My wife and I saved and saved and kept trying year after year to live in this coveted little corner of San Antonio. When we closed on our house we were beside ourselves. I can’t imagine living anywhere else and I get a little giddy pulling into the neighborhood every day after work.

Stephanie Marquez / Rivard Report

Access to the San Antonio River off River Road.

When you pull into this neighborhood it’s quite unassuming. You either enter behind a Rub-a-Dub car wash, almost through an alley, or you drive down along Davis Park, which is ultimately just a big field. It’s not until you drive all the streets, including both Magnolias, that you come to realize that you’re somewhere special. When you’re in River Road, you just know you’re home.

We’re 3 minutes from downtown and 7 minutes from the airport, yet it feels like living in a secret garden. The streets are quiet at night, full of trees and wildlife (the skunks could be evicted, but we’re staying positive), and due to the proximity to Brackenridge Park the birds are plentiful.

If you need a night out the St. Mary’s strip is just a couple of minutes away by foot, and if you’re in need of a morning stroll Brackenridge Park can’t be beat. The Pearl is a quick 5 minute bike ride down Avenue B, and downtown just beyond that. I can’t imagine a more serene place to hang my hat.

A pedestrian crosses an intersection with no crosswalk along N. St. Mary's St., or St. Mary's Strip.

Bonnie Arbittier / Rivard Report

A pedestrian crosses at North St. Mary’s Street.

When I first approached my neighbor to introduce myself, he introduced himself and his wife only as Briones. His wife, cute as she could be, elbowed him and said “Yolanda and Jorge” with a smile. The next few times I’d seen him, he started opening up a bit. He knows all the neighbors, as he’s been in his house since ‘67. 

One story he tells really stays with me. He said that Woodlawn Avenue, which is our street, was once a busy thoroughfare. It’s hard to imagine now, but it went from Woodlawn Lake all the way to Broadway. If you look at an aerial map you’ll see two major impediments to that claim. One being the golf course and the other being U.S. Highway 281. Jorge has lived here since before U.S. 281 existed and he told me that he once had to dodge golf balls as people played across Woodlawn.

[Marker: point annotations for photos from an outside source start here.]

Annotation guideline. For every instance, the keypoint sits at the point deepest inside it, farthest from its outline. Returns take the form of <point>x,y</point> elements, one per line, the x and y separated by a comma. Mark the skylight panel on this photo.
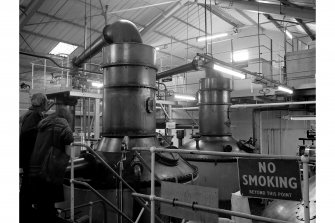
<point>63,49</point>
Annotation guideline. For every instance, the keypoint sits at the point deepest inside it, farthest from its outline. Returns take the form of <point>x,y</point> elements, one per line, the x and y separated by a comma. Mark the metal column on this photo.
<point>97,119</point>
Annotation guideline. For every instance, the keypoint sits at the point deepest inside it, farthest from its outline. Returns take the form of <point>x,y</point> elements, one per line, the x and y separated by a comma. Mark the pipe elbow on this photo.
<point>121,31</point>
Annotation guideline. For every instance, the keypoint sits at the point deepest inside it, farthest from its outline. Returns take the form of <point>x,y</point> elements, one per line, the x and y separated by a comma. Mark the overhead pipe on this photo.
<point>162,17</point>
<point>295,12</point>
<point>256,105</point>
<point>122,31</point>
<point>193,66</point>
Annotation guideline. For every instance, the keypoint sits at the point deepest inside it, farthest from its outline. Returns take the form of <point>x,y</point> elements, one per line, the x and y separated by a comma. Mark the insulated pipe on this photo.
<point>121,31</point>
<point>177,70</point>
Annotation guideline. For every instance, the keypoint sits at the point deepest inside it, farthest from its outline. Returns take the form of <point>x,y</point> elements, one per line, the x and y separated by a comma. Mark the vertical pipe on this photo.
<point>45,73</point>
<point>84,117</point>
<point>232,51</point>
<point>97,119</point>
<point>305,160</point>
<point>139,215</point>
<point>32,76</point>
<point>256,128</point>
<point>89,119</point>
<point>62,68</point>
<point>285,49</point>
<point>120,188</point>
<point>271,58</point>
<point>152,177</point>
<point>170,118</point>
<point>90,212</point>
<point>67,72</point>
<point>72,185</point>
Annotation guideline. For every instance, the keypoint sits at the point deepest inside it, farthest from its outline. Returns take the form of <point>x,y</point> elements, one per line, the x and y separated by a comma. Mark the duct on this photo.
<point>118,32</point>
<point>302,13</point>
<point>194,65</point>
<point>162,17</point>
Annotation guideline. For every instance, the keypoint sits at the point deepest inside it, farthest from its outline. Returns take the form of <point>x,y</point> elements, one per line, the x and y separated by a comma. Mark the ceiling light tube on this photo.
<point>203,38</point>
<point>184,97</point>
<point>285,89</point>
<point>288,34</point>
<point>228,71</point>
<point>97,84</point>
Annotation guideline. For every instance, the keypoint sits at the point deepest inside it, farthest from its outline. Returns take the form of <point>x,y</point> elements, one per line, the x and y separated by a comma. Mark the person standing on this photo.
<point>54,135</point>
<point>28,133</point>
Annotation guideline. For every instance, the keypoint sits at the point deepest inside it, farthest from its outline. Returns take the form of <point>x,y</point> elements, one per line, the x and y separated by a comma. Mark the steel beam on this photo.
<point>50,38</point>
<point>306,29</point>
<point>188,24</point>
<point>177,40</point>
<point>222,15</point>
<point>301,13</point>
<point>274,22</point>
<point>65,21</point>
<point>31,9</point>
<point>246,17</point>
<point>168,54</point>
<point>301,23</point>
<point>162,18</point>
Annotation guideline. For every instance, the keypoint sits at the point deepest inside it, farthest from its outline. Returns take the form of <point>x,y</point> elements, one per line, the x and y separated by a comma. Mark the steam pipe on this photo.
<point>121,31</point>
<point>194,65</point>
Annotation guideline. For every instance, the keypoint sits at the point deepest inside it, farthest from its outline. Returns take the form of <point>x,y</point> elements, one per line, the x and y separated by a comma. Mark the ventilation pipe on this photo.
<point>122,31</point>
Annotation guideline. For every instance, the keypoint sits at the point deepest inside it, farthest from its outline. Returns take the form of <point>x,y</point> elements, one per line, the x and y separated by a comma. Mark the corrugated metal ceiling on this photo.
<point>64,20</point>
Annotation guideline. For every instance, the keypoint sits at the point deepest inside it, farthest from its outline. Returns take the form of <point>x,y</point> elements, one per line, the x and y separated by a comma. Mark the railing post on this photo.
<point>32,75</point>
<point>72,185</point>
<point>90,212</point>
<point>152,178</point>
<point>305,160</point>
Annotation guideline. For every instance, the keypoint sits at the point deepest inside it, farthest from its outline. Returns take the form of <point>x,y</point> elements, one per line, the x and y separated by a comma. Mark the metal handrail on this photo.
<point>140,201</point>
<point>91,203</point>
<point>208,209</point>
<point>102,197</point>
<point>225,154</point>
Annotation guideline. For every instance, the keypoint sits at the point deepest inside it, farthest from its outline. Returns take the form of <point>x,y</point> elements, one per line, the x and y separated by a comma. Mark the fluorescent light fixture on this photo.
<point>285,89</point>
<point>303,118</point>
<point>241,55</point>
<point>184,97</point>
<point>288,34</point>
<point>203,38</point>
<point>63,49</point>
<point>97,84</point>
<point>266,2</point>
<point>228,71</point>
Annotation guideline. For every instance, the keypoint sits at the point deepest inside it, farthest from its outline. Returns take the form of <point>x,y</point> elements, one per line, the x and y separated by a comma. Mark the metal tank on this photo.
<point>215,135</point>
<point>293,211</point>
<point>129,120</point>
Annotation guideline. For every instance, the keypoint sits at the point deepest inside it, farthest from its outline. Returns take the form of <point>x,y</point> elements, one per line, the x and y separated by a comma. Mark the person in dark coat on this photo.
<point>53,131</point>
<point>28,133</point>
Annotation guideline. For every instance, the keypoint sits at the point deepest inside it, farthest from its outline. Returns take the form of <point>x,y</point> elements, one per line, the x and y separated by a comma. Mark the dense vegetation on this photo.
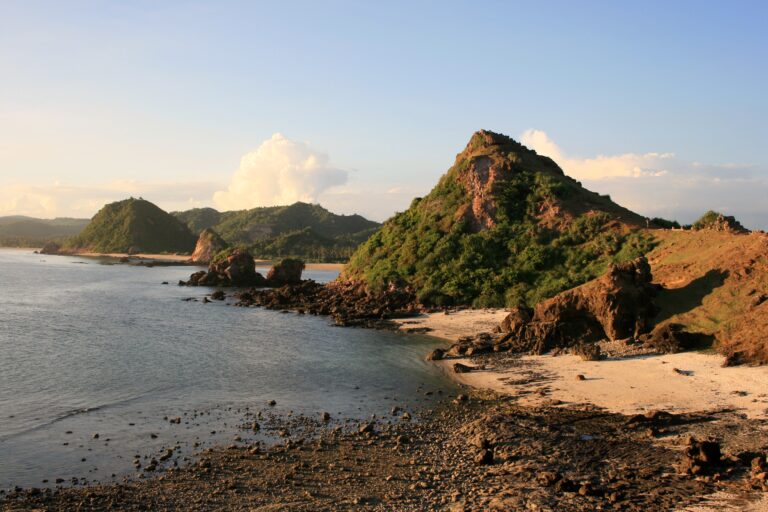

Jorge said he came home one day and there was caution tape on some houses down the street. His story meanders along with nuns, universities, and environmentalists slowing progress but the city ultimately building the highway. It’s hard to imagine this city without U.S. 281, and it’s hard to imagine driving down Woodlawn Avenue dodging golf balls. 

Why I love River Road is the journey it took to get here and the life we’re building. Enjoying every minute inside this little gem. We can’t wait for more backyard gatherings and more tales of the hood.